Personal information
- Full name: John Ralph Laing
- Born: 27 August 1942 (age 84) Meigle, Perthshire, Scotland
- Batting: Left-handed
- Relations: Gordon Laing (brother)

Domestic team information
- 1969–1979: Scotland

Career statistics
| Competition | First-class |
| Matches | 8 |
| Runs scored | 301 |
| Batting average | 21.50 |
| 100s/50s | 1/– |
| Top score | 127* |
| Catches/stumpings | 6/– |
- Source: Cricinfo, 19 June 2022

= Ralph Laing =

Scottish cricketer and administrator

John Ralph Laing (born 27 August 1942) is a Scottish former first-class cricketer and administrator.

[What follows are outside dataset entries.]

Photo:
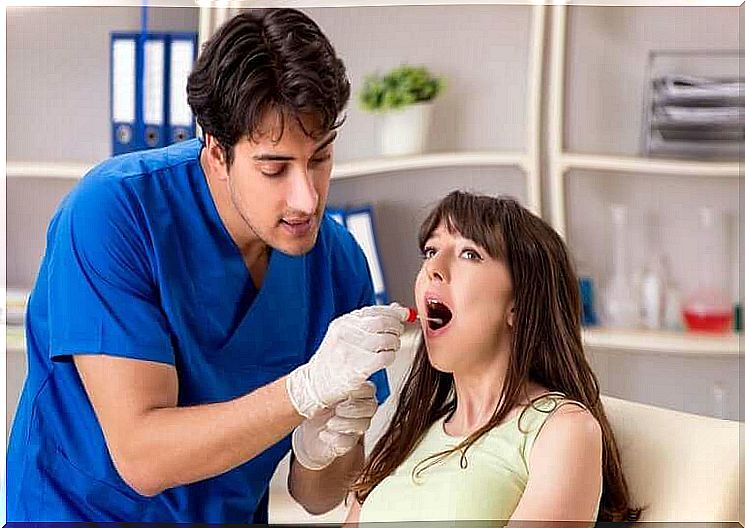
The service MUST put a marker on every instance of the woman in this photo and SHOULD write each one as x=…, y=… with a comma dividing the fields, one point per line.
x=500, y=417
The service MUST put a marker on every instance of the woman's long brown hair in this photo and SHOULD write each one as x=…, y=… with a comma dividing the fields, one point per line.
x=546, y=345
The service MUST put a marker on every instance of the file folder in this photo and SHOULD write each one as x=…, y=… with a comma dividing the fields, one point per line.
x=149, y=107
x=123, y=92
x=360, y=224
x=182, y=53
x=153, y=92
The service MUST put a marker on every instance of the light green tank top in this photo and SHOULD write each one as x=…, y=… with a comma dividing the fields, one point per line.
x=489, y=487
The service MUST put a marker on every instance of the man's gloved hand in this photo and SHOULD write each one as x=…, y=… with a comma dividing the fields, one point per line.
x=356, y=345
x=318, y=441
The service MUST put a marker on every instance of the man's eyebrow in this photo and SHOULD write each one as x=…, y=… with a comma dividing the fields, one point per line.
x=282, y=157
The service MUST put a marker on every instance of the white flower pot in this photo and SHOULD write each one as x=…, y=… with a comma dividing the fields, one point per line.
x=405, y=131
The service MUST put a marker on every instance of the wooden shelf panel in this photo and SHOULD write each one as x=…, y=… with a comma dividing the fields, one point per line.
x=347, y=169
x=650, y=165
x=351, y=169
x=685, y=343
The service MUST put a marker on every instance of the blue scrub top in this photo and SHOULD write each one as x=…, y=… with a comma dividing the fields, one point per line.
x=139, y=265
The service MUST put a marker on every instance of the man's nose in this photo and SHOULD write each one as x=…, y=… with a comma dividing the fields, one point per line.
x=303, y=196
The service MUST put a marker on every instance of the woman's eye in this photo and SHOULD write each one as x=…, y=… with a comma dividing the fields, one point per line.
x=428, y=253
x=471, y=254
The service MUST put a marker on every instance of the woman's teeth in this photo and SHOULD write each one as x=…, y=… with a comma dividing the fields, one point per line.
x=438, y=314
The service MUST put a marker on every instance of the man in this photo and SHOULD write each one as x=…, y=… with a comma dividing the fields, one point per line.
x=179, y=331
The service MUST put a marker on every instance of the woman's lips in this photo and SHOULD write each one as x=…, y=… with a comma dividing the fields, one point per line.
x=441, y=313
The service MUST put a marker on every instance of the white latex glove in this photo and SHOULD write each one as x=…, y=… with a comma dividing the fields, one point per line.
x=356, y=345
x=334, y=432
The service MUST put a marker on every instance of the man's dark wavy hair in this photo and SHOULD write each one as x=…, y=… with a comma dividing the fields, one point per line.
x=266, y=59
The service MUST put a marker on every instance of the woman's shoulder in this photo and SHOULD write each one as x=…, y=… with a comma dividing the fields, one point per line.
x=562, y=425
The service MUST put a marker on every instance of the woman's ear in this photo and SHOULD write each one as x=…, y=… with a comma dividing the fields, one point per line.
x=511, y=315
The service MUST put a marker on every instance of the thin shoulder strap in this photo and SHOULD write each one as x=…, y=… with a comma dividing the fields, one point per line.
x=538, y=411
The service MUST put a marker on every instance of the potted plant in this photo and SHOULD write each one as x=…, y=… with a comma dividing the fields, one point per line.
x=404, y=97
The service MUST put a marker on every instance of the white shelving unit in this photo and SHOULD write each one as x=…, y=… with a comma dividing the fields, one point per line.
x=561, y=162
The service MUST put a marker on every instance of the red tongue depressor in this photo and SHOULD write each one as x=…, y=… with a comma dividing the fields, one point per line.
x=413, y=316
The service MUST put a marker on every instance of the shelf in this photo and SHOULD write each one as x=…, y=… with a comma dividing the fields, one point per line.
x=28, y=169
x=673, y=167
x=352, y=169
x=678, y=343
x=349, y=169
x=241, y=4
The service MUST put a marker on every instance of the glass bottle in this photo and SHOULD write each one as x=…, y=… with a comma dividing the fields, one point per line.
x=707, y=308
x=621, y=305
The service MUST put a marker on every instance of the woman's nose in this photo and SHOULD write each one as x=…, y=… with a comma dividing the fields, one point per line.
x=435, y=271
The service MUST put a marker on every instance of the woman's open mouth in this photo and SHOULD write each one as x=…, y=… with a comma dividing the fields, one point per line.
x=437, y=310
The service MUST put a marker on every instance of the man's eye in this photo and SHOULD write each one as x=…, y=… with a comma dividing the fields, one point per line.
x=321, y=159
x=272, y=170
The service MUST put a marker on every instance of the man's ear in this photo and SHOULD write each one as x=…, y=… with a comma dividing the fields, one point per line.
x=215, y=156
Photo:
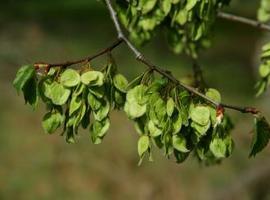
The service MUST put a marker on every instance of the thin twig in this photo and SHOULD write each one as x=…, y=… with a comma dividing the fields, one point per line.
x=244, y=20
x=87, y=59
x=198, y=75
x=140, y=57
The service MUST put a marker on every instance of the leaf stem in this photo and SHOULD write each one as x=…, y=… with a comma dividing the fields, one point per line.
x=244, y=20
x=140, y=57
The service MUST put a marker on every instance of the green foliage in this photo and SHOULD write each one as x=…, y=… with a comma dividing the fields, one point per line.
x=264, y=70
x=264, y=11
x=261, y=135
x=165, y=115
x=187, y=22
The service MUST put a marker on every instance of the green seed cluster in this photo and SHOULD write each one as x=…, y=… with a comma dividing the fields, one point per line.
x=179, y=124
x=264, y=70
x=72, y=97
x=165, y=115
x=187, y=22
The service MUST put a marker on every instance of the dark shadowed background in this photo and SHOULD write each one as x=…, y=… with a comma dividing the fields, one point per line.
x=34, y=165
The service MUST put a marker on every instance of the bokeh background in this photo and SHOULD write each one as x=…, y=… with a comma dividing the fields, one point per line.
x=34, y=165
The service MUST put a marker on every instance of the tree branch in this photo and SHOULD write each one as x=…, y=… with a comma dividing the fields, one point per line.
x=244, y=20
x=87, y=59
x=140, y=57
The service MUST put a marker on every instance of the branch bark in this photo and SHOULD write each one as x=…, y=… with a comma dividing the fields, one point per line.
x=140, y=57
x=87, y=59
x=244, y=20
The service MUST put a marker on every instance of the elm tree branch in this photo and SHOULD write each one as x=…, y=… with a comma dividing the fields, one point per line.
x=140, y=57
x=244, y=20
x=87, y=59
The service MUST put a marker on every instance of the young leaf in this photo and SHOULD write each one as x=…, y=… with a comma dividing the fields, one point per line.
x=179, y=143
x=218, y=147
x=170, y=107
x=200, y=115
x=59, y=94
x=154, y=131
x=92, y=78
x=70, y=78
x=143, y=144
x=30, y=92
x=98, y=130
x=103, y=111
x=120, y=82
x=261, y=135
x=75, y=103
x=134, y=110
x=24, y=74
x=51, y=121
x=214, y=95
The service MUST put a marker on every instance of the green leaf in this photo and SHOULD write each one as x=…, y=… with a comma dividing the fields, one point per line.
x=94, y=102
x=92, y=78
x=200, y=115
x=190, y=4
x=52, y=121
x=24, y=74
x=99, y=92
x=218, y=147
x=214, y=95
x=179, y=143
x=70, y=78
x=30, y=92
x=261, y=136
x=200, y=130
x=137, y=95
x=143, y=145
x=170, y=107
x=154, y=131
x=134, y=110
x=265, y=69
x=176, y=123
x=120, y=82
x=147, y=5
x=98, y=130
x=59, y=94
x=75, y=104
x=103, y=111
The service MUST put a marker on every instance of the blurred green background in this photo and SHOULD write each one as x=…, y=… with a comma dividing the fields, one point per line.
x=34, y=165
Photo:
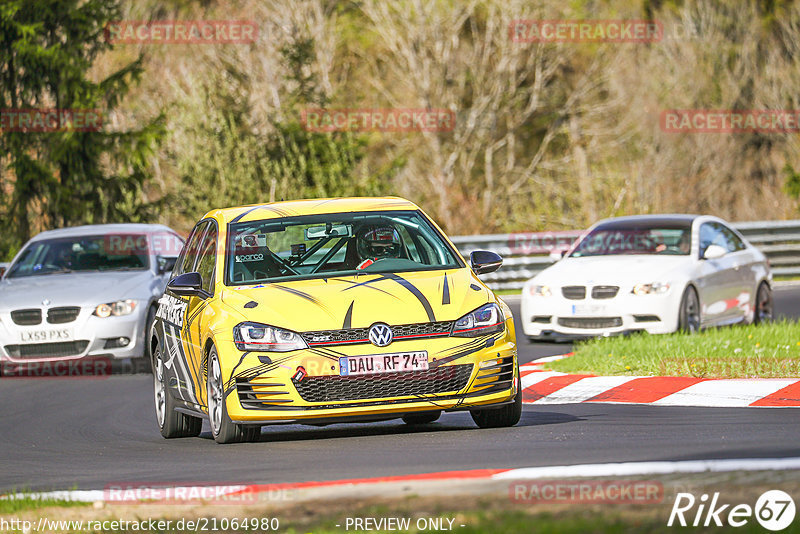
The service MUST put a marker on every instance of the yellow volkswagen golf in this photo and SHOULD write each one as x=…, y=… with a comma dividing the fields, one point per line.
x=328, y=311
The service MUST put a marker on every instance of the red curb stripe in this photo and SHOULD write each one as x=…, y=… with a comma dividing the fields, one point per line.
x=644, y=390
x=444, y=475
x=544, y=388
x=788, y=396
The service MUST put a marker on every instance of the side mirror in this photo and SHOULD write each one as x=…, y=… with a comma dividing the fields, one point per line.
x=166, y=264
x=714, y=252
x=188, y=285
x=483, y=261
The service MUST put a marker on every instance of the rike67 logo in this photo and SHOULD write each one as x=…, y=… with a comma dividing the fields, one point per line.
x=774, y=510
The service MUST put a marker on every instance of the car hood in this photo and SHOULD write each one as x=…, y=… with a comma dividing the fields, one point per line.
x=613, y=270
x=72, y=289
x=359, y=301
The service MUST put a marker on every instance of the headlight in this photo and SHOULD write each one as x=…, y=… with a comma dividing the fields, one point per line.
x=540, y=291
x=487, y=319
x=261, y=337
x=121, y=307
x=656, y=288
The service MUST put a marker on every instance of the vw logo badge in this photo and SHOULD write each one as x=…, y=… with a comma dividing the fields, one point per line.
x=380, y=334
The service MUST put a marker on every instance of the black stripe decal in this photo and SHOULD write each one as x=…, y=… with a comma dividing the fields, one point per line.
x=348, y=317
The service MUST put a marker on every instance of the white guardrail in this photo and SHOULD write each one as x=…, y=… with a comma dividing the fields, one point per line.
x=525, y=254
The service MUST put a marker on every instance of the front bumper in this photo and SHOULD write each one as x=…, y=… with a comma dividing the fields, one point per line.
x=87, y=336
x=556, y=318
x=464, y=373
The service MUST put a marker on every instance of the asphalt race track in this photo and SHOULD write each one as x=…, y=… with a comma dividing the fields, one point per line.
x=87, y=433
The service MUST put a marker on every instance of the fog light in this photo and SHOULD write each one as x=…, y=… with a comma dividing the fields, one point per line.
x=299, y=375
x=116, y=342
x=488, y=363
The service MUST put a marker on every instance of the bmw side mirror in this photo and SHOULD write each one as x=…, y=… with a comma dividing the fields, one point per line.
x=188, y=285
x=483, y=261
x=166, y=264
x=714, y=252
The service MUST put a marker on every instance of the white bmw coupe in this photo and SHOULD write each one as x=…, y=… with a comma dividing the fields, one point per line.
x=654, y=273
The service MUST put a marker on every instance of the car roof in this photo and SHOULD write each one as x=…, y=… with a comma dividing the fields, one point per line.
x=95, y=229
x=295, y=208
x=671, y=220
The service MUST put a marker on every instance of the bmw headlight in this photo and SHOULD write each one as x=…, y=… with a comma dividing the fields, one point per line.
x=655, y=288
x=120, y=307
x=264, y=338
x=487, y=319
x=539, y=291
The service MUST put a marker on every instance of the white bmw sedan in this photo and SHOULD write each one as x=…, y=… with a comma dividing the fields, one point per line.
x=654, y=273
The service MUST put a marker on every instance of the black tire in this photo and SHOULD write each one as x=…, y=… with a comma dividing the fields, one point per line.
x=171, y=423
x=422, y=418
x=764, y=311
x=222, y=428
x=508, y=415
x=689, y=313
x=144, y=364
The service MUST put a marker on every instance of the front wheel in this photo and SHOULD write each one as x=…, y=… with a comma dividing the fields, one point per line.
x=171, y=423
x=689, y=314
x=764, y=310
x=508, y=415
x=222, y=428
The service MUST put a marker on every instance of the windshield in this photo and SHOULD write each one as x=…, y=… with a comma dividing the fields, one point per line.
x=111, y=252
x=604, y=241
x=334, y=244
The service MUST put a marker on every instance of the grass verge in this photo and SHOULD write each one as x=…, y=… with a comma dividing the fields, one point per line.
x=752, y=351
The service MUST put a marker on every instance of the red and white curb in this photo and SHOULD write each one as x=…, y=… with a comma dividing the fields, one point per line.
x=551, y=387
x=524, y=473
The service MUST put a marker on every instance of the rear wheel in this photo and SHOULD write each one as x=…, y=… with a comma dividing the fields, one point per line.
x=764, y=309
x=689, y=314
x=508, y=415
x=422, y=418
x=172, y=424
x=222, y=428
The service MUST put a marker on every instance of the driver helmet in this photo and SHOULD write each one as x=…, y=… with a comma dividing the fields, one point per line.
x=376, y=242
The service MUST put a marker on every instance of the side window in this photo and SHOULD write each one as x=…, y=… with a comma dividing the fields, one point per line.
x=208, y=258
x=185, y=263
x=708, y=235
x=732, y=241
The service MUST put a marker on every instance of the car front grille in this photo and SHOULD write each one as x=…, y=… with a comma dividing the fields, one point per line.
x=47, y=350
x=590, y=322
x=354, y=336
x=574, y=292
x=63, y=315
x=604, y=292
x=27, y=317
x=446, y=379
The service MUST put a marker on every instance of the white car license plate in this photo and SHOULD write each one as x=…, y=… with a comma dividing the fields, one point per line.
x=372, y=364
x=52, y=335
x=588, y=309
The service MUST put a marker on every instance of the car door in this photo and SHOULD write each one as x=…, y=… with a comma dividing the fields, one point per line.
x=199, y=313
x=718, y=281
x=173, y=313
x=744, y=277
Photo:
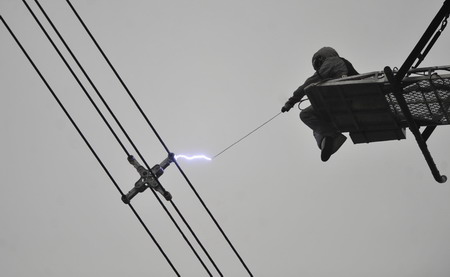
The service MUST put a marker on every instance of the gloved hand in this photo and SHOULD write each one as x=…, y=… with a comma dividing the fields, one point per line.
x=287, y=107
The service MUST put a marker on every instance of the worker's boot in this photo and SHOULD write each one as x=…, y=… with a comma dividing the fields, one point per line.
x=330, y=145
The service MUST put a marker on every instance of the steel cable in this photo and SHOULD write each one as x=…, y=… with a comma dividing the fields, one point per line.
x=88, y=144
x=158, y=136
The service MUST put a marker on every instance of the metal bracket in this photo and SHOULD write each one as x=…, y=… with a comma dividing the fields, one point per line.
x=149, y=178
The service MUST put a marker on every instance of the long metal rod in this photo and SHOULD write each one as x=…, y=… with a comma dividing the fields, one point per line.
x=160, y=139
x=396, y=80
x=398, y=93
x=415, y=53
x=124, y=132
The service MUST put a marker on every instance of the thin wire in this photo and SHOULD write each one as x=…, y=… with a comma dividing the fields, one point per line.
x=87, y=143
x=256, y=129
x=76, y=78
x=125, y=133
x=157, y=135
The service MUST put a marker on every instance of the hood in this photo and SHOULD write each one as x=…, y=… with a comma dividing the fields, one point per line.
x=322, y=55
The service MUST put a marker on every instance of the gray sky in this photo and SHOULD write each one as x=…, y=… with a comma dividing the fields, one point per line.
x=206, y=73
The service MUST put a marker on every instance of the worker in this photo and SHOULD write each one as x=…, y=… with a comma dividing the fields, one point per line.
x=328, y=65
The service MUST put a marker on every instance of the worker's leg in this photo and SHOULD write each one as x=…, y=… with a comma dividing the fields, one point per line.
x=320, y=127
x=328, y=138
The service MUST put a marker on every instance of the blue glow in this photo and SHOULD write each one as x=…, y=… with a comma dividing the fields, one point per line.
x=195, y=157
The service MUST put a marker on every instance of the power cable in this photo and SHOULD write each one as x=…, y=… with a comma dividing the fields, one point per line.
x=157, y=135
x=254, y=130
x=87, y=143
x=101, y=114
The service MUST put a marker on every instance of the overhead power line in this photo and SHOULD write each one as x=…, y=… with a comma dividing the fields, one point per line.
x=118, y=123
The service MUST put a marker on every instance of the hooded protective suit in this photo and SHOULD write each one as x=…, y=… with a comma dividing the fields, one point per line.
x=328, y=65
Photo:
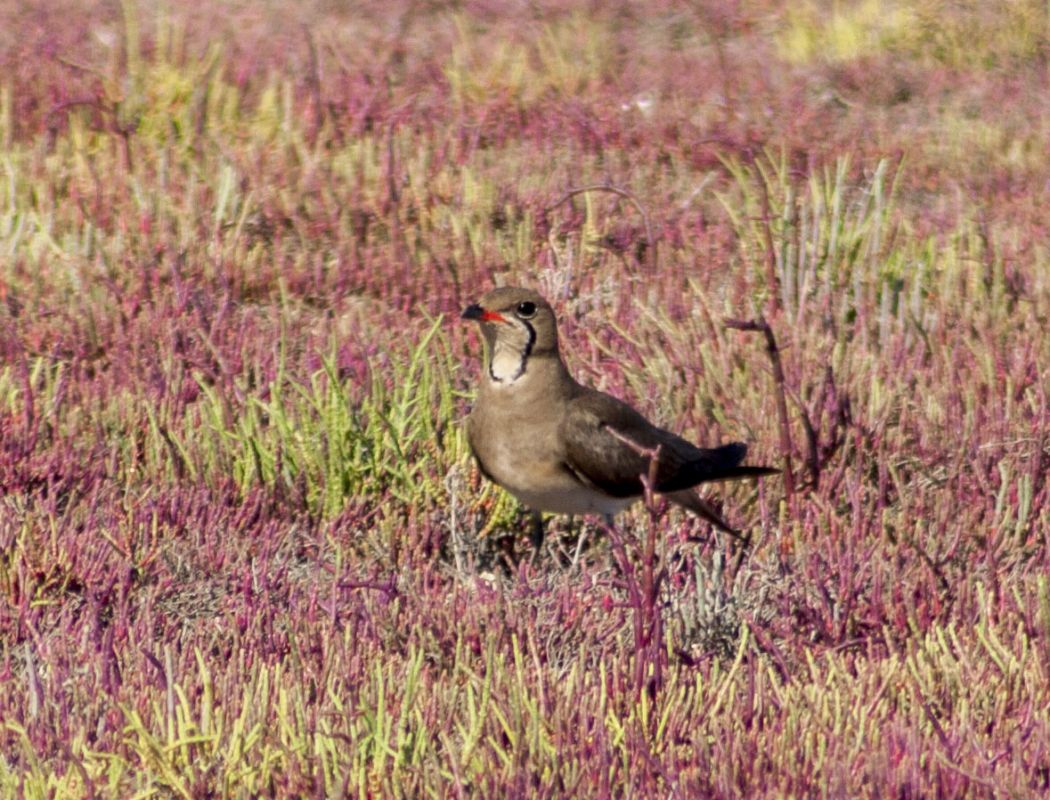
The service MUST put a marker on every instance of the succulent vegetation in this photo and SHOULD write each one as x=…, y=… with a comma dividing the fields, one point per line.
x=244, y=550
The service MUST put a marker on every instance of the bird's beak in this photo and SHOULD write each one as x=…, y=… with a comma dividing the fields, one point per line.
x=476, y=312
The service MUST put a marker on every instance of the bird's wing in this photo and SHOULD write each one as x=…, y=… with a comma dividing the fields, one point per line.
x=594, y=429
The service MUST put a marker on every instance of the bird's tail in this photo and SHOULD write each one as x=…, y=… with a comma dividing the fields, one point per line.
x=723, y=464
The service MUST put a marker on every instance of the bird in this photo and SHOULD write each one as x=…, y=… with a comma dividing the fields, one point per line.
x=562, y=447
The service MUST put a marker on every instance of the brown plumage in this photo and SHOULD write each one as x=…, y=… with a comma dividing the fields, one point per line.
x=562, y=447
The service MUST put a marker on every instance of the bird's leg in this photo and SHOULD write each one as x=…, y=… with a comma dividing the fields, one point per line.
x=536, y=534
x=581, y=540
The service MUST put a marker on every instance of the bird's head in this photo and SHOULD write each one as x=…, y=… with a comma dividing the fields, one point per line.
x=518, y=324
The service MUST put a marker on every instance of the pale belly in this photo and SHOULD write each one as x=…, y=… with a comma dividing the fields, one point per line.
x=539, y=480
x=579, y=500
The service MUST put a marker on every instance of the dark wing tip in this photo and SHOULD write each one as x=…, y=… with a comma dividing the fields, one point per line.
x=732, y=454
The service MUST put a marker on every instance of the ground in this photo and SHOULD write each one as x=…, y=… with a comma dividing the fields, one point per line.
x=244, y=550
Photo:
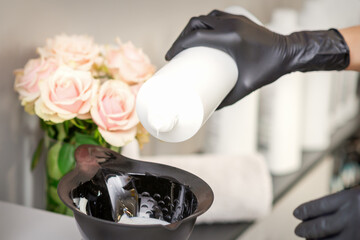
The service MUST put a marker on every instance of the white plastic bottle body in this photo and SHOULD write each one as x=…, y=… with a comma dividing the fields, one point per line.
x=181, y=96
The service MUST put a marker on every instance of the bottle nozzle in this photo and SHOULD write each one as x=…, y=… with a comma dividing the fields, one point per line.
x=162, y=118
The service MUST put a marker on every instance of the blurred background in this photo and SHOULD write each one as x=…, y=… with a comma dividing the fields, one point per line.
x=302, y=117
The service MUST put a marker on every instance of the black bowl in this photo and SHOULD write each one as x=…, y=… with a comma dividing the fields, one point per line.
x=179, y=197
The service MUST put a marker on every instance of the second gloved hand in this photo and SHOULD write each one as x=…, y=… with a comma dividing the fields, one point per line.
x=262, y=56
x=335, y=217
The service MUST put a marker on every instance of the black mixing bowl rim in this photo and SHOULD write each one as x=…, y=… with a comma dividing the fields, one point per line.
x=66, y=185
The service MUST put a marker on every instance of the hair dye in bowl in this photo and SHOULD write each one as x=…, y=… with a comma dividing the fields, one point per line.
x=134, y=198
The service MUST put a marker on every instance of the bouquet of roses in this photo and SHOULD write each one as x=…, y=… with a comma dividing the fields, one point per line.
x=83, y=93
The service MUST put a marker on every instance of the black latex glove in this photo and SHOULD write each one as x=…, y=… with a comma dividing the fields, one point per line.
x=262, y=56
x=335, y=217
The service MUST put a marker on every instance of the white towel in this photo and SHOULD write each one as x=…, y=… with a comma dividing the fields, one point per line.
x=242, y=185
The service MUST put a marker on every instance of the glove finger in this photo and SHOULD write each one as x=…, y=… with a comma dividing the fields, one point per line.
x=195, y=24
x=322, y=227
x=199, y=37
x=321, y=206
x=217, y=13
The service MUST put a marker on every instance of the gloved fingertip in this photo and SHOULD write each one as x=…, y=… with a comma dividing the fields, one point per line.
x=169, y=55
x=297, y=214
x=299, y=231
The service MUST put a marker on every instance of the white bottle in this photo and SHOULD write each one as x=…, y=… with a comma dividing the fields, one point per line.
x=181, y=96
x=281, y=109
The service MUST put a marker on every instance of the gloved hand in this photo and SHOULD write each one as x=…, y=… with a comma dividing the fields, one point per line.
x=335, y=217
x=262, y=56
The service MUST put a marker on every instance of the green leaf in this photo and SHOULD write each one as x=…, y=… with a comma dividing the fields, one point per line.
x=51, y=131
x=53, y=195
x=78, y=124
x=52, y=161
x=66, y=159
x=61, y=131
x=115, y=149
x=37, y=154
x=85, y=139
x=66, y=127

Laing was born at Meigle in August 1942. He was educated at Alyth School. A club cricketer for Perthshire County Cricket Club, Laing made his debut for Scotland in first-class cricket against Warwickshire at Edgbaston in 1969. He played first-class cricket for Scotland until 1979, having made eight appearances. In these he scored 301 runs at an average of 21.50, with a highest score of 217 not out coming against Ireland in 1976. Laing was later appointed president of the Scottish Cricket Union in 1992. Outside of cricket, Laing was a potato merchant. His brother, Gordon, was also a first-class cricketer.